Work continues to build police-community relations in South Bend
SOUTH BEND, Ind. — On Tuesday, cars on Sample Street in South Bend were honking not to move traffic along, but to support the city’s police officers.
South Bend Common Councilman Jake Teshka, Sean Haas and a few others held signs supporting the police department and policing nationwide.
“It’s important that we all support these men and women,” Teshka said.
He said officers have told him that they do not feel support from the community. There have been rallies and marches since a deadly officer involved shooting in June and Teshka said he promised officers he would show them the community cares.
“The least we could do stand out here in possibly inclement weather and hold some signs and show our support,” he said.
While across town on Miami Street, a small group was left empty handed after attending a “Meet the Candidates,” for those applying for an empty seat on the city’s board of public safety.

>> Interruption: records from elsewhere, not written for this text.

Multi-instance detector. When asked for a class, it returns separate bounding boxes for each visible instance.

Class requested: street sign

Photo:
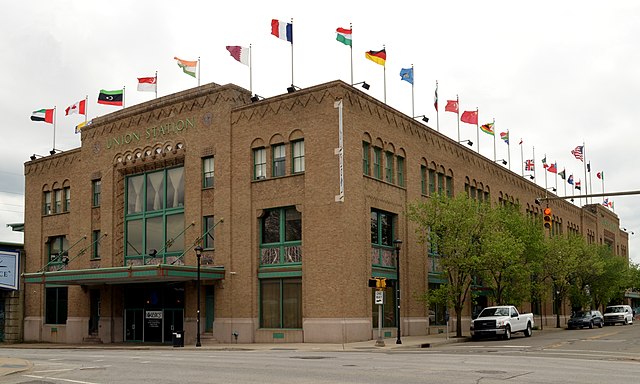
[375,291,384,305]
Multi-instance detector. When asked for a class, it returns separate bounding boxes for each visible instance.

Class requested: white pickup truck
[471,305,533,340]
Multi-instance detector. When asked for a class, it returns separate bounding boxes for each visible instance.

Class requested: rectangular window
[429,169,436,196]
[260,207,302,265]
[53,189,62,213]
[271,144,286,177]
[396,156,404,187]
[373,148,382,179]
[362,141,371,176]
[91,230,100,260]
[62,187,71,212]
[125,167,185,265]
[253,148,267,180]
[292,140,304,173]
[202,216,215,249]
[384,152,393,183]
[45,287,68,324]
[42,191,51,215]
[260,277,302,329]
[202,156,215,188]
[91,179,102,207]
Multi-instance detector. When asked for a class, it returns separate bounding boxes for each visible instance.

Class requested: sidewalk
[0,334,468,377]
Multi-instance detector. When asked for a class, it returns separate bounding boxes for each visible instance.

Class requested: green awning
[22,264,224,285]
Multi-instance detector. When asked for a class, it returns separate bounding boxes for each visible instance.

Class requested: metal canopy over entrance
[22,264,224,285]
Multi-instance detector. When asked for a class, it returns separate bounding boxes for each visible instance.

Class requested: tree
[407,194,489,337]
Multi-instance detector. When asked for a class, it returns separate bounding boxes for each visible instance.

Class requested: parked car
[567,311,604,329]
[604,305,633,325]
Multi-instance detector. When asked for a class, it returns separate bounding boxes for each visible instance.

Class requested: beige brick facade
[24,81,628,343]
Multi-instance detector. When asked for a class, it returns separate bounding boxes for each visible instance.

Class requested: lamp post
[393,239,402,344]
[193,245,202,347]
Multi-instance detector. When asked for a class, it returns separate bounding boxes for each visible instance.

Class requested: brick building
[24,81,628,343]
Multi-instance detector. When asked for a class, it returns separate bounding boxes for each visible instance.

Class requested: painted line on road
[22,375,100,384]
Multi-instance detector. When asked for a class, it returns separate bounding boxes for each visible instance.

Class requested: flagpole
[435,80,440,132]
[249,44,253,97]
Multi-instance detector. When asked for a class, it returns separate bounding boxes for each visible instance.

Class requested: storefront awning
[22,264,224,285]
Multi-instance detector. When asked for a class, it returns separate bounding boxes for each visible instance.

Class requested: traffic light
[543,207,551,229]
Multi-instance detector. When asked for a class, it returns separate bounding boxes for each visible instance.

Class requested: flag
[524,160,535,171]
[174,56,198,77]
[571,145,584,161]
[480,123,495,136]
[460,111,478,125]
[400,68,413,85]
[64,100,87,116]
[336,28,352,47]
[31,109,54,124]
[433,81,438,112]
[444,100,458,113]
[364,48,387,66]
[98,89,124,106]
[227,45,249,66]
[271,19,293,44]
[138,76,158,92]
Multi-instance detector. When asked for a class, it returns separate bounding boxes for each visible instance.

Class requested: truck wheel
[504,325,511,340]
[524,323,533,337]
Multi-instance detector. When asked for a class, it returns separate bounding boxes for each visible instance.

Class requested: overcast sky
[0,0,640,263]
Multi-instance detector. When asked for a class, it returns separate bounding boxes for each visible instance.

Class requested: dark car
[567,311,604,329]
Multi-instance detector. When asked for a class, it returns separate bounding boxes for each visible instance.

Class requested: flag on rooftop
[227,45,249,66]
[400,68,413,85]
[98,89,124,106]
[271,19,293,44]
[364,48,387,66]
[174,57,198,77]
[64,99,87,116]
[138,76,158,92]
[571,145,584,161]
[460,111,478,125]
[480,123,495,136]
[31,109,55,124]
[336,28,352,46]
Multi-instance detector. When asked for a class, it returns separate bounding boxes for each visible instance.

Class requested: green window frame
[396,156,404,187]
[260,207,302,266]
[271,144,287,177]
[384,152,393,183]
[124,166,186,265]
[91,179,102,207]
[253,148,267,180]
[362,141,371,176]
[42,191,53,215]
[373,147,382,180]
[291,140,304,173]
[260,277,302,329]
[91,230,100,260]
[45,287,69,324]
[202,156,215,188]
[202,216,216,249]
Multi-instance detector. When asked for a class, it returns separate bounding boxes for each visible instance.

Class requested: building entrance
[124,284,184,343]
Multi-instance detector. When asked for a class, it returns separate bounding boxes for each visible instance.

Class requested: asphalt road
[0,324,640,384]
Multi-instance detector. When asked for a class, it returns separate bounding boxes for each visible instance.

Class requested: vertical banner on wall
[0,251,20,291]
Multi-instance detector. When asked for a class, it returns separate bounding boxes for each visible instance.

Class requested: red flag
[444,100,458,113]
[460,111,478,125]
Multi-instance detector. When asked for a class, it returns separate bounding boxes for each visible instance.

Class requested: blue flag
[400,68,413,85]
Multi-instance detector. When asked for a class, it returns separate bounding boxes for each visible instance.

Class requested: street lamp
[193,245,202,347]
[393,239,402,344]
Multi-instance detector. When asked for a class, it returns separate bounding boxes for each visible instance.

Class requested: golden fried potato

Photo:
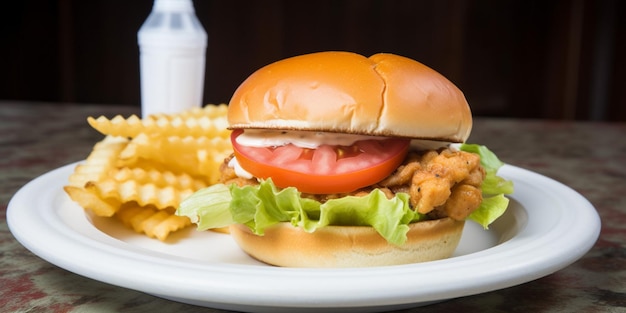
[64,104,232,240]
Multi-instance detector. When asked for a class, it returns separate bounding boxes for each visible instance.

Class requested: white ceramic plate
[7,164,600,312]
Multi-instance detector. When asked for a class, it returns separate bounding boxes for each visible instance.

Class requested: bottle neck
[152,0,195,13]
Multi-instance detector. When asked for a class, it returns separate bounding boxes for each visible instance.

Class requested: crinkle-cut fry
[86,178,196,208]
[63,186,122,217]
[146,103,228,118]
[115,202,191,241]
[117,134,232,180]
[110,167,208,190]
[87,104,230,138]
[69,136,129,188]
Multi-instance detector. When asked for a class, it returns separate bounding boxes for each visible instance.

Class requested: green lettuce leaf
[176,144,513,245]
[176,179,424,245]
[459,144,513,229]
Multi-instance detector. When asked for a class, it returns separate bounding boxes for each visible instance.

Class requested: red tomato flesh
[231,130,410,194]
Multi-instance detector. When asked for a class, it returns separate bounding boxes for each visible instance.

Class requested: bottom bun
[230,218,465,267]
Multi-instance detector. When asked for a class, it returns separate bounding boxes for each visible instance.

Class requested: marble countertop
[0,101,626,312]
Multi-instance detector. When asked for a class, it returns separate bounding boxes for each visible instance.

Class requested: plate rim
[7,162,601,311]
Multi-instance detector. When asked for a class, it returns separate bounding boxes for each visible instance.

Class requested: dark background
[0,0,626,121]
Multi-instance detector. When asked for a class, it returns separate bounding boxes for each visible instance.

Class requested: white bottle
[137,0,207,117]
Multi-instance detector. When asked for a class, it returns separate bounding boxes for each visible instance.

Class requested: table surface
[0,101,626,312]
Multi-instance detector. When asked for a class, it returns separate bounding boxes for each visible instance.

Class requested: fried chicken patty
[220,148,485,221]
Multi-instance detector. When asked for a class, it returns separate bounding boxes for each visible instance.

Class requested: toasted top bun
[228,52,472,142]
[229,217,465,267]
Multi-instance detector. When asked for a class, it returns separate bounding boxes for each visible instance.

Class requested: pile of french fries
[64,104,232,241]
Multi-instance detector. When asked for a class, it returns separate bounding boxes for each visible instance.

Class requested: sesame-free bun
[228,51,472,142]
[229,217,465,267]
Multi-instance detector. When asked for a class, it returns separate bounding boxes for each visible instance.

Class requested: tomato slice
[231,130,410,194]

The board approves policies in the police department and disciplines officer who violate them.
On Tuesday night, only one candidate showed up. However, the event was separate from the city’s selection process.

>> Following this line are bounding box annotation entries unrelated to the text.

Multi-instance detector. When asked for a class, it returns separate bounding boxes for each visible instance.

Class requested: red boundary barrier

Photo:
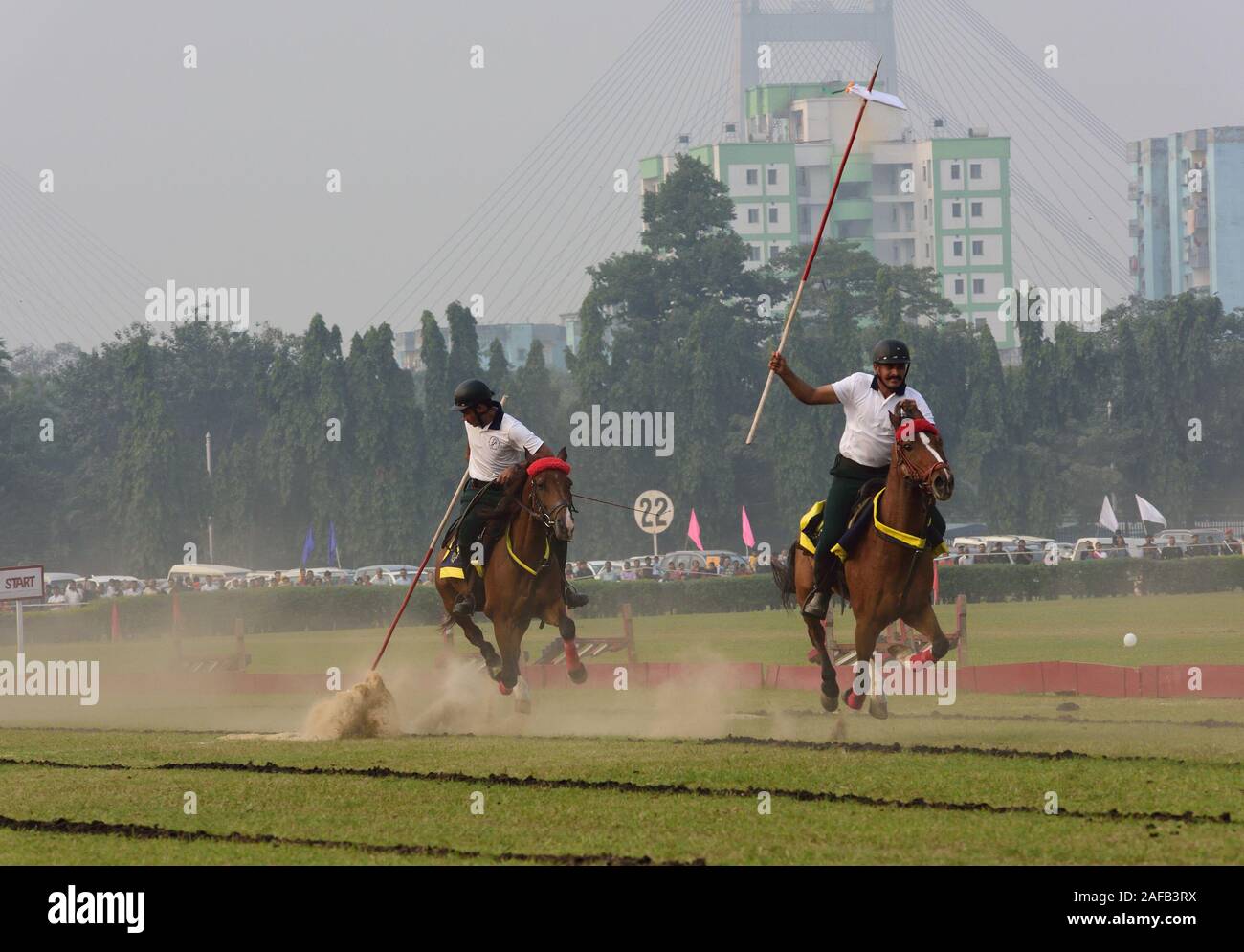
[102,661,1244,698]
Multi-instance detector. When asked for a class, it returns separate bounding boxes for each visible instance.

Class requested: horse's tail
[772,539,799,609]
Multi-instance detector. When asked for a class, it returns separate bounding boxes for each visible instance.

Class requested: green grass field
[0,593,1244,864]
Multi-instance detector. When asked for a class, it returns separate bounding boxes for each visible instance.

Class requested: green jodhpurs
[457,483,568,575]
[816,453,945,565]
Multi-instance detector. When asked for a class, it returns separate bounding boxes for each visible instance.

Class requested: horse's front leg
[542,597,588,684]
[803,615,838,712]
[843,609,890,720]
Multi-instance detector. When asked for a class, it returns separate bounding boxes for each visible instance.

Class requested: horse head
[890,400,954,502]
[523,447,575,542]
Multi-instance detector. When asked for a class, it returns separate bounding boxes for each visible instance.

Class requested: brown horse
[436,447,588,711]
[774,400,954,718]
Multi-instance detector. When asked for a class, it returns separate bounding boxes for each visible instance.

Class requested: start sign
[0,565,44,601]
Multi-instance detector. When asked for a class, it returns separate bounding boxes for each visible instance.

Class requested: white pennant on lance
[1098,496,1119,533]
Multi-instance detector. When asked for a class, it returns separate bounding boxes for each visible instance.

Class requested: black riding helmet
[455,380,493,410]
[872,337,912,364]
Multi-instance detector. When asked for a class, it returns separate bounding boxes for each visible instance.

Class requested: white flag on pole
[1136,496,1166,529]
[1098,496,1119,533]
[846,82,907,109]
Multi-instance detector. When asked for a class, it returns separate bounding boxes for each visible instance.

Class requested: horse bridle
[895,417,950,499]
[515,479,579,535]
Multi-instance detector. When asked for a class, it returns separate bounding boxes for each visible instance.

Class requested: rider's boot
[801,552,838,621]
[564,581,589,609]
[451,583,476,618]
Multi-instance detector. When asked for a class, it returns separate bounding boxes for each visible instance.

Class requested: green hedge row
[938,555,1244,601]
[0,556,1244,645]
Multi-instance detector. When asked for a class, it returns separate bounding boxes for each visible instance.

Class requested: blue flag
[302,525,315,568]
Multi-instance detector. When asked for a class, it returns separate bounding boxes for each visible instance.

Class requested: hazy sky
[0,0,1244,349]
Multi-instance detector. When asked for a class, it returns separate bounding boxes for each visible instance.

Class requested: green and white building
[641,83,1019,362]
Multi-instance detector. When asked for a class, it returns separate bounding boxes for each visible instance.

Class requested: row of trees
[0,159,1244,574]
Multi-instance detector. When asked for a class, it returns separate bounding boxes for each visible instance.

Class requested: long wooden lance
[747,59,880,444]
[370,396,509,671]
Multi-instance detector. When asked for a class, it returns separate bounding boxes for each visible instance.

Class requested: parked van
[168,563,250,585]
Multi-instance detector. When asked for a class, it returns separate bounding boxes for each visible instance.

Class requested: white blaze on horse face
[921,433,942,463]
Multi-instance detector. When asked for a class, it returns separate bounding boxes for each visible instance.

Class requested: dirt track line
[697,731,1220,766]
[735,708,1244,729]
[0,758,1232,824]
[0,816,706,866]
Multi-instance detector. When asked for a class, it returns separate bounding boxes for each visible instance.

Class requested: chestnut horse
[774,400,954,718]
[436,447,588,711]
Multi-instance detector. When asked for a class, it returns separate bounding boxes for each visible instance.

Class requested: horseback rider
[768,339,945,618]
[453,380,588,615]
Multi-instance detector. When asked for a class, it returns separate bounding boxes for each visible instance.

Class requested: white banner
[1136,496,1166,529]
[0,565,44,601]
[1098,496,1119,533]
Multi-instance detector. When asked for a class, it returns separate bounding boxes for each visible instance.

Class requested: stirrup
[800,588,830,621]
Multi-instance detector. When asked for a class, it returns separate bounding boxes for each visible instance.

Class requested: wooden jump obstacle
[535,603,639,665]
[173,618,250,675]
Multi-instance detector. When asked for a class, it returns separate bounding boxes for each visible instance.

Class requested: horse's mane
[479,479,527,533]
[895,400,924,419]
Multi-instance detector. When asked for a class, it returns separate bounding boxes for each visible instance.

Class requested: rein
[874,417,950,603]
[505,477,579,575]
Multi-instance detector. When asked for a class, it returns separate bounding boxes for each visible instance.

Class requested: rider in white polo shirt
[768,340,945,618]
[455,380,588,615]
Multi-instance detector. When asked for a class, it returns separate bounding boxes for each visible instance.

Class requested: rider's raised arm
[506,417,552,459]
[916,393,937,423]
[768,352,841,405]
[804,384,842,403]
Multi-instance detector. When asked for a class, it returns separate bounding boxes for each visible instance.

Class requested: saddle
[799,477,886,603]
[438,519,505,587]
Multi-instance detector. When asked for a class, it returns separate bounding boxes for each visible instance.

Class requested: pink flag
[743,506,756,549]
[687,509,704,551]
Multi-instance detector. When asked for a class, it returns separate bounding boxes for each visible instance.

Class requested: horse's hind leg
[493,618,531,695]
[804,615,838,712]
[903,603,950,663]
[449,615,501,680]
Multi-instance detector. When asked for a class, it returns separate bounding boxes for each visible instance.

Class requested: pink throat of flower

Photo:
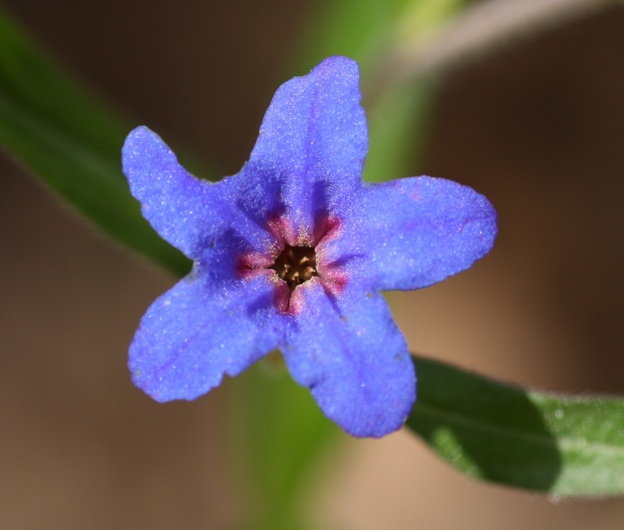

According to the city, after opening applications to the public for the first time in July, 16 people applied for the seat. Last week, staff notified people on whether they made it to the next round.
The city said they do not have a timeline to share when the seat will be filled.

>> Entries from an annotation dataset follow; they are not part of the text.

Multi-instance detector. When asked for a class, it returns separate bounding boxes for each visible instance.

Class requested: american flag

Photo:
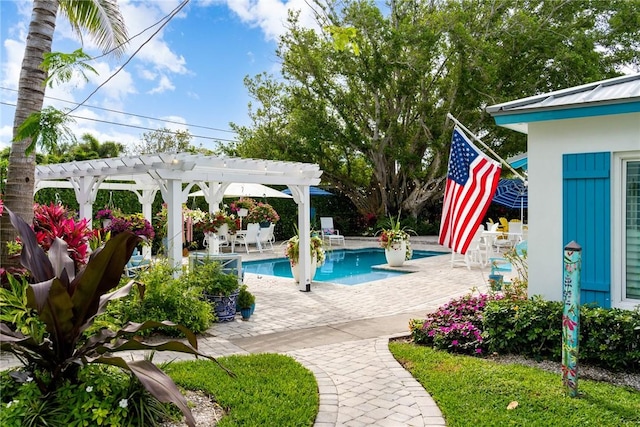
[438,127,501,254]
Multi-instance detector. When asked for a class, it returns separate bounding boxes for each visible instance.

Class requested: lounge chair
[320,216,345,246]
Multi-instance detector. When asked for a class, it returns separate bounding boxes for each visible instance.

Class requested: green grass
[389,342,640,427]
[165,354,319,427]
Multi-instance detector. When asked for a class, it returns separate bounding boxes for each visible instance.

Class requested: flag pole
[447,113,527,185]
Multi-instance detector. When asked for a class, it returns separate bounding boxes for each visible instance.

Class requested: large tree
[234,0,640,216]
[0,0,127,266]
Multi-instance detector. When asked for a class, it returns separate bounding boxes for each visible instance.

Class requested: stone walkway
[0,237,496,427]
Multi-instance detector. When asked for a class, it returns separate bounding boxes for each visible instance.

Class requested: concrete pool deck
[0,236,496,427]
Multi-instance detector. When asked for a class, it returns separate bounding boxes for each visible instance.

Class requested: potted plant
[104,213,156,244]
[247,202,280,227]
[378,214,413,267]
[284,233,326,282]
[187,261,240,322]
[236,285,256,320]
[230,197,256,218]
[96,207,114,228]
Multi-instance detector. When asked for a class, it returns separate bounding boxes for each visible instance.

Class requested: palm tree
[0,0,128,267]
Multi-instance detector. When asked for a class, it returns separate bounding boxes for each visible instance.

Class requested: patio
[182,236,490,353]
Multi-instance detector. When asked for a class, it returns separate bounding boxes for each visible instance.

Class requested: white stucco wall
[527,113,640,300]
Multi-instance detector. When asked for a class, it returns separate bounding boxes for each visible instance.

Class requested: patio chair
[236,222,262,253]
[493,221,522,252]
[258,223,276,252]
[320,216,345,246]
[489,240,527,283]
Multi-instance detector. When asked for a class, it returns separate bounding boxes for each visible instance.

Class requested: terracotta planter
[384,241,407,267]
[204,289,240,322]
[240,307,251,320]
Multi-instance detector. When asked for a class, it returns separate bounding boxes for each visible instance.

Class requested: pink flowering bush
[410,294,502,355]
[105,213,156,242]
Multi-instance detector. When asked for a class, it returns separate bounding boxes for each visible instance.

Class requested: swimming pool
[242,249,443,285]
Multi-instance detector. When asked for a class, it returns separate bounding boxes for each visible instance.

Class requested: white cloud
[160,116,189,131]
[147,76,176,95]
[221,0,317,41]
[89,62,138,100]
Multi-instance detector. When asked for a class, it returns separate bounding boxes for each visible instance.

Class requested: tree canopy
[230,0,640,217]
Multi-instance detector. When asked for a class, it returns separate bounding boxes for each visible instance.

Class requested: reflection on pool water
[242,249,443,285]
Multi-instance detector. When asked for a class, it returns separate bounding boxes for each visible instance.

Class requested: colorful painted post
[562,241,582,397]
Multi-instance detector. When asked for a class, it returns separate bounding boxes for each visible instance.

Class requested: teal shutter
[561,153,611,308]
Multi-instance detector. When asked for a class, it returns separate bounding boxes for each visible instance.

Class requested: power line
[0,101,236,142]
[0,86,237,133]
[66,0,189,114]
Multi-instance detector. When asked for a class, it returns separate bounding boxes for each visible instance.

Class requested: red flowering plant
[229,197,257,213]
[95,208,115,221]
[33,203,93,268]
[105,213,156,243]
[247,202,280,224]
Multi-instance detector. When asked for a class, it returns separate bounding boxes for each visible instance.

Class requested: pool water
[242,249,443,285]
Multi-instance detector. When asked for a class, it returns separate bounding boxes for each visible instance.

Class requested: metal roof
[487,74,640,115]
[486,74,640,133]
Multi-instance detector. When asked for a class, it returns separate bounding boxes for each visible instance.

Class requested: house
[487,74,640,309]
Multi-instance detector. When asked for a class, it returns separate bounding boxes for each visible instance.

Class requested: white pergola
[35,153,322,291]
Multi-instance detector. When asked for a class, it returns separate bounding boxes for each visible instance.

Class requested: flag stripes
[438,127,501,254]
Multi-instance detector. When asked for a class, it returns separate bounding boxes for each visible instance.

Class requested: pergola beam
[35,153,322,291]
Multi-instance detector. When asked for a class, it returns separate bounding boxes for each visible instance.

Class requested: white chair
[320,216,345,246]
[237,222,262,253]
[451,225,487,270]
[258,223,276,252]
[493,221,522,252]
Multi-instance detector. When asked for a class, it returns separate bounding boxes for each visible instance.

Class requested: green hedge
[483,298,640,372]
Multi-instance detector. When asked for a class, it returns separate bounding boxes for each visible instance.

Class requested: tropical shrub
[579,306,640,372]
[33,203,93,269]
[115,262,212,336]
[0,365,177,427]
[484,298,640,372]
[0,208,220,426]
[188,261,240,296]
[484,297,562,360]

Jorden Giger said he knows at least one person who did not make it to the next round.
“For him to be excluded at this point I mean it’s a little concerning because you’re sort of like well why,” he said.
Every applicant had to live in South Bend and collect 25 signatures to move forward in the process.
South Bend Mayor Pete Buttigieg answered the community’s call for civilians to be on the board after June’s shooting. Teshka said having another voice can’t be a bad thing.
The group on Tuesday agreed.
“Just someone who’s going to be a voice for the community,” Giger said.